Kidney renal clear cell carcinoma (KIRC) is one of the fatal genitourinary diseases and accounts for most malignant kidney tumors. Previous studies have indicated that RNA modification N6-methyladenosine zinc-finger CCCH-type containing 13 (ZC3H13) plays a vital regulatory role in KIRC. However, the biological role and mechanism of ZC3H13 in KIRC are poorly defined.

METHODS

TIMER, ENCORI, and UALCAN databases were used to analyze the expression feature and prognostic significance of ZC3H13. ZC3H13 and Glutathione Peroxidase 4 (GPX4) mRNA level and protein level were determined using real-time quantitative polymerase chain reaction (RT-qPCR) and western blot. Cell proliferation and apoptosis were measured using Cell Counting Kit-8 (CCK-8), 5-ethynyl-2'-deoxyuridine (EdU), and flow cytometry. A xenograft model analyzed the effects of ZC3H13 on tumor growth in vivo. Superoxide dismutase (SOD) activity, Glutathione (GSH) level, and Reactive oxygen species (ROS) were determined using special assay kits.

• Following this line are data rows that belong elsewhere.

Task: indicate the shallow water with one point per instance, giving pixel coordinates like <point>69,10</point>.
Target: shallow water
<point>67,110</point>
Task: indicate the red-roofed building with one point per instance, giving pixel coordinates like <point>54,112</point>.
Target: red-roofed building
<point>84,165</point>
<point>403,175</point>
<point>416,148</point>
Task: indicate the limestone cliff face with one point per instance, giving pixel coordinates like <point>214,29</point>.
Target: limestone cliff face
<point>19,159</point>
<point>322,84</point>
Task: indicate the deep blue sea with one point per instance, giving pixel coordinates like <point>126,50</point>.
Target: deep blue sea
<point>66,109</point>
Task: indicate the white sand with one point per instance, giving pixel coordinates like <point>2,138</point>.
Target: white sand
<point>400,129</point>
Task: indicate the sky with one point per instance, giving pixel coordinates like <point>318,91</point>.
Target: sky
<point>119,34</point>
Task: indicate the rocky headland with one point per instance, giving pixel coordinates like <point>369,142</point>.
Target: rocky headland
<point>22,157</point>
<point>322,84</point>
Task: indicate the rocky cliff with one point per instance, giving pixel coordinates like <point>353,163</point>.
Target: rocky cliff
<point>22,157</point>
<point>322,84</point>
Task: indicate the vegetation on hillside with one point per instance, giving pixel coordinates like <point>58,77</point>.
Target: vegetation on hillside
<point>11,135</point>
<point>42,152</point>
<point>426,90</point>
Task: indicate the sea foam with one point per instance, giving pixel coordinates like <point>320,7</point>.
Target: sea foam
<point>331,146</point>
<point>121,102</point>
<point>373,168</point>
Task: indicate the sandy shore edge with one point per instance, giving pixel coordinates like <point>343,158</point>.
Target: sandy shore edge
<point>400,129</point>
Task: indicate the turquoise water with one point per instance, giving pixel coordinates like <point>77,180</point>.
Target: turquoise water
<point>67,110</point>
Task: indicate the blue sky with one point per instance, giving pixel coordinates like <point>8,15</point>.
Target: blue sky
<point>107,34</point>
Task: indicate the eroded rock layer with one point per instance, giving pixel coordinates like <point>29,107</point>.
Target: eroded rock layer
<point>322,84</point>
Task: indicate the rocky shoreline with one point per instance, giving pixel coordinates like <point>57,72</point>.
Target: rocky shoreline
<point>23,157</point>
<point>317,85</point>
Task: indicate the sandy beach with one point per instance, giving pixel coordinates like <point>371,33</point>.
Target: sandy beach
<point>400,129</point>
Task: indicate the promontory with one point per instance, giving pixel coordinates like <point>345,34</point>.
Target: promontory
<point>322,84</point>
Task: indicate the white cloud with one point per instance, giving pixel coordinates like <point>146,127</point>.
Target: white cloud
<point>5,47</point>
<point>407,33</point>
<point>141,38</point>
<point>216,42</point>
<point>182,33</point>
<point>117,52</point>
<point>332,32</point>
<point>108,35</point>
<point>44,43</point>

Adenosine triphosphate (ATP) level was detected using kit. Mitochondrial membrane potential changes were analyzed using flow cytometry.

RESULTS

ZC3H13 was decreased, and GPX4 was increased in KIRC tissues and cells. Moreover, overexpressing ZC3H13 hindered KIRC cell proliferation, promoted apoptosis, oxidative stress, and disrupted mitochondrial function in vitro, as well as blocked tumor growth in vivo. At the molecular level, ZC3H13 could decrease the stability and expression of GPX4 mRNA via m6A methylation.

CONCLUSION

ZC3H13 destabilizes GPX4 mRNA in an m6A-dependent manner, thereby repressing KIRC cell proliferation, expediting apoptosis, oxidative stress, and impairing mitochondrial function, which provided a promising therapeutic target for KIRC.